254384 Prevalence of coal workers' pneumoconiosis among surface coal miners: Limitations and potential underreporting

Wednesday, October 31, 2012 : 1:26 PM - 1:38 PM

Cara N. Halldin, PhD , National Institute for Occupationals Safety and Health Division of Respiratory Disease Studies, Centers for Disease Control and Prevention, Morgantown, WV
Anita Wolfe, BS , Division of Respiratory Disease Studies, National Institute for Occupational Safety and Health, Morgantown, WV
A. Scott Laney, PhD , Division of Respiratory Disease Studies, National Institute of Occupational Safety and Health, Morgantown, WV
Inhalation of coal mine dust causes coal workers' pneumoconiosis (CWP), a chronic, occupational lung disease and progressive massive fibrosis (PMF), a severe form of CWP. No studies of CWP prevalence among surface miners have been conducted since 2002, though they comprise 48% of the coal mining workforce. We assessed the prevalence, severity and geographic distribution of CWP in surface coal miners. Surface coal miners' (n=2,257; 7% of U.S. surface coal miners) chest radiographs taken by the National Institute for Occupational Safety and Health Coal Workers' Health Surveillance Program and were classified according to International Labour Organization pneumoconiosis standards. We identified 46 (2.0%) miners with CWP and 12 (0.5%) with PMF. The prevalence of CWP and PMF was greater (CWP: 3.7% vs. 1.1%; PR=2.7; 95% confidence interval [CI]: 1.4-5.3 and PMF: 1.2% vs. 0.1%; PR=12.4, 95% CI: 1.5-100.1) in central Appalachian (Kentucky, Virginia and West Virginia) miners when using log-binomal regression adjusting for underground and surface mining tenure. Surface miners are not included in the federally mandated periodic radiographic surveillance program established for underground coal miners, therefore participation in the NIOSH survey was voluntary, dependent on the cooperation of surface mine operators, and could have been influenced by a number of social factors (eg. known disease status, employer attitudes, safety culture, perceived risks). Consequently, these results may not reflect the true prevalence of CWP among surface miners. NIOSH recommends changes to the manner in which respirable dust is measured and suggests surface coal miners be included in periodic radiographic surveillance.

Learning Areas:
Occupational health and safety

Learning Objectives:
Compare prevalence of coal workers' pneumoconiosis and progressive massive fibrosis between central Appalachia and other U.S. mining regions; identify data limitations and potential underreporting

Keywords: Occupational Disease, Surveillance

Presenting author's disclosure statement:

Qualified on the content I am responsible for because: I am an Epidemic Intelligence Service Officer with the Centers for Disease Control and Prevention assigned to the Division of Respiratory Disease Studies (DRDS) at the National Institute for Occupational Safety and Health (NIOSH).
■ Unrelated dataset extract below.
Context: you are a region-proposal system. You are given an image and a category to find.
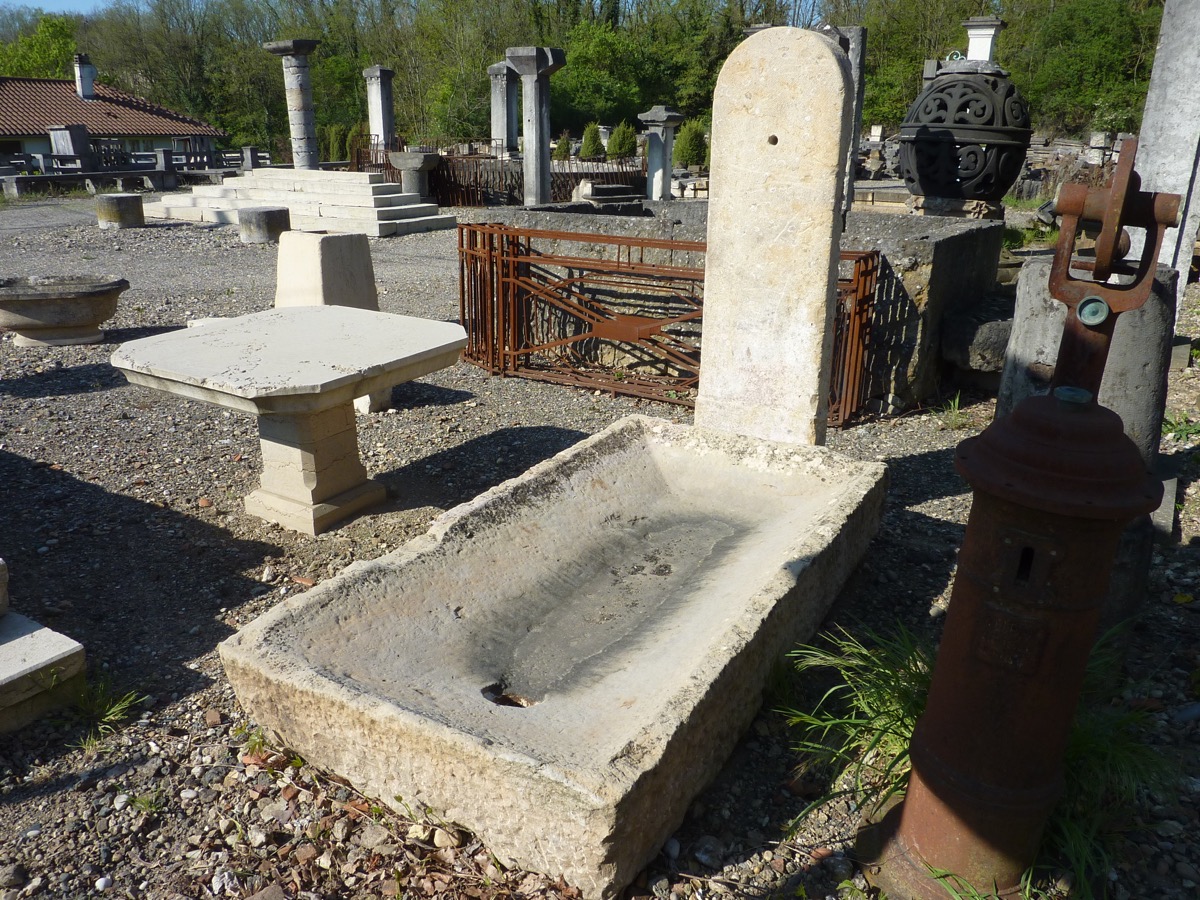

Here I work with DRDS Surveillance Branch to assess prevalence of lung disease in United States coal miners who have been screened through NIOSH's Coal Workers’ Health Surveillance Program. I have participated in the field work as well as conducted the analysis which is presented in this abstract.
Any relevant financial relationships? No

I agree to comply with the American Public Health Association Conflict of Interest and Commercial Support Guidelines, and to disclose to the participants any off-label or experimental uses of a commercial product or service discussed in my presentation.